Monday, October 22, 2012

Being good without faith: review of The Young Atheist's Handbook


This review appeared on Goodreads in July 2012 while this blog was in limbo, but I had always intended to review it here, so here you are - with some additional content:



In his foreword to Alom Shaha's Young Atheist's Handbook, A.C. Grayling talks about the importance of developing a questioning mind. Shaha quotes Ani DiFranco when she asks, 'What if God is just an idea/Someone put in your head?' In The Young Atheist's Handbook, Alom Shaha asks – and answers for himself – the question, 'What if God is just an outmoded concept we no longer require now that we have generated more data about our universe than any one of us can ever hope to successfully process?' And, by implication, he is also asking, 'What will it take for us as a species to accept that no life will be filled with unalloyed joy and good luck, and how can we learn to cope with misfortune without the crutch of religion while remaining good people?' His handbook is an attempt to answer that question on a supremely personal level, although, as he admits freely, it is not precisely a handbook.

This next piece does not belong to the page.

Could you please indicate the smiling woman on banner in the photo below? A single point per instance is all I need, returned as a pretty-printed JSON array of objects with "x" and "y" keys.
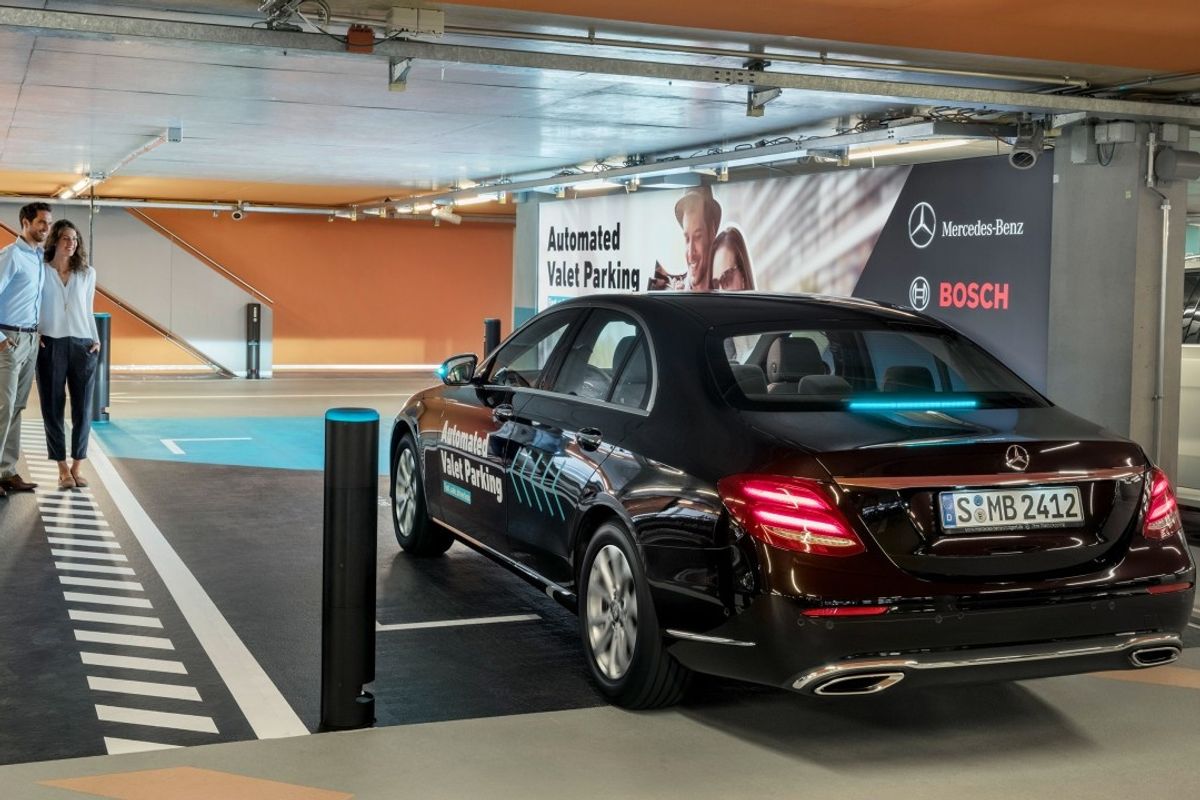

Alom takes us on his journey of loss, inconsolable grief, defiance, and ultimately the acceptance of his lack – rather than his loss – of faith. Part of that journey includes an examination of the familial and socio-cultural pressures put on children to accept and observe a faith they are not permitted to question.   Islam may be the most difficult of the world's major religions in this sense, as the form in which it is exported throughout the world often amounts to the prophet's words being repeated and  obeyed without translation, study or debate. (I should hasten to add that I am not an expert on Islam – or on any other religion, although my own defiant and questioning attitude made me, shall we say, an unsuitable candidate for Sunday School).


Growing up on a Council estate in London as the eldest surviving child of five, Shaha was one of many Bangladeshi children transplanted to the UK during the 1970s. By the time he was 13 he had experienced the death of his bipolar mother and had begun to confront his own personal truth: that if he could not believe in the concept of heaven, he did not, in fact, have faith.

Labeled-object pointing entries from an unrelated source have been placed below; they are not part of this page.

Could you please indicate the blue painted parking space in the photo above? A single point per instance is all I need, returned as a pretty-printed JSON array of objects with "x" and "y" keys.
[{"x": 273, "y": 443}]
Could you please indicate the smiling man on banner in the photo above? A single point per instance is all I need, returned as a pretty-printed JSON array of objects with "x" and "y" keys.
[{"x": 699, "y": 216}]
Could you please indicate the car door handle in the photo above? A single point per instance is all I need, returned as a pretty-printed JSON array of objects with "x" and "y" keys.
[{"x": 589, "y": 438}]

'with my mother dead and a deep lack of respect for my father, I was relieved of the reason why many atheists I know, particularly ex-Muslim ones, continue to pretend to be religious. I no longer had a desire to “protect” my parents from being upset, or from being “shamed”. I was free of the pressure to believe what my parents believed. But this is a pressure that most children have to live with well into adulthood, and it helps explain why ancient religions have managed to survive into the modern world.'

The Young Atheist's Handbook is simultaneously a subtly nuanced examination of the process of intellectual and emotional development as it applies to faith, and a work of creative nonfiction in which the author's memoir is interwoven with an admittedly superficial look at the role of religion in society. Shaha doesn't claim to be either a religious or a philosophical expert – but he doesn't hesitate to try to situate his own experiences within a broader context.

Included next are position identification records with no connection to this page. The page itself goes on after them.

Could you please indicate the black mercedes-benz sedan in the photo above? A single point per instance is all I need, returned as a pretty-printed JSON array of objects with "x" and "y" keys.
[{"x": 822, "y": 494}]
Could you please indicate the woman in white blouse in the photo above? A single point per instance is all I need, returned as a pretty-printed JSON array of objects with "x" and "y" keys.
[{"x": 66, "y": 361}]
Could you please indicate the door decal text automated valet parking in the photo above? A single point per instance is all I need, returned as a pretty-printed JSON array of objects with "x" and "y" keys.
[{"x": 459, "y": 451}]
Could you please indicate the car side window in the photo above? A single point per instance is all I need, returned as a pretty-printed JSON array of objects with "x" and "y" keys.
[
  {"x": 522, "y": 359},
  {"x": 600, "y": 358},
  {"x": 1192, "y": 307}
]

The combination of a tragic death (and, let's face it, life, as Shaha's mother seems to have been neither successfully diagnosed nor treated for bipolar disorder) and lack of respect for his surviving parent led Shaha, at a time when the process of separation and individuation is probably most acute (adolescence) to seek answers in science rather than religion. And in studying science and becoming a secondary school science teacher, Shaha has been able to accept uncertainty and take consolation from the scientific process:

'science wasn't about certainty and rigid facts, but rather a process that made use of deduction, logic, rationality, observation, and experimentation to draw what are ultimately tentative conclusions, leaving the way open for better explanations or theories.... Science offers us a uniquely successful way of understanding the world and our place in it; it can provide intellectual thrills like nothing else; and it is, possible, the greatest of humanity's cultural achievements.'

While it may seem – to those of us from less rigid cultural backgrounds – that a book like this is self-evident and perhaps unnecessary in 2012, an email a friend shared with me recently leads me to conclude it is not the case. Close to 1000 words in that email were expended on the need to ensure a three-year-old wasn't abandoned to the Canadian 'public' school system but would be enrolled in a 'Christian' school instead (with fees of up to $10,000 per year). The email from the child's grandparent included an offer to help with and/or assume the tuition costs.

I have often wondered, as a person who has never had faith, how we can help ourselves and our children to create our own moral frameworks without that debate being framed by theologians of one brand or another – how do we even manage to have the debate about right and wrong, what is moral and what is immoral, if we don't even set aside an hour a week as individuals and family members to talk about these things? While The Young Atheist's Handbook doesn't precisely answer that question, I am somewhat consoled by the following:

'Scientific evidence points to the fact that our morality is a product of our biology and our evolutionary history, and research suggests that we are all endowed with a moral faculty that guides our intuitive judgments of right and wrong.... religion simply provides us with an easy way to express and share it [moral behaviour]. There is no need to invoke the existence of God to explain why humans are moral creatures.'

Disclosure statement: A copy of the Australian edition of The Young Atheist's Handbook was given to me by the author. Currently available in Canada only as an ebook, but I'm hoping that will change soon (October 2012).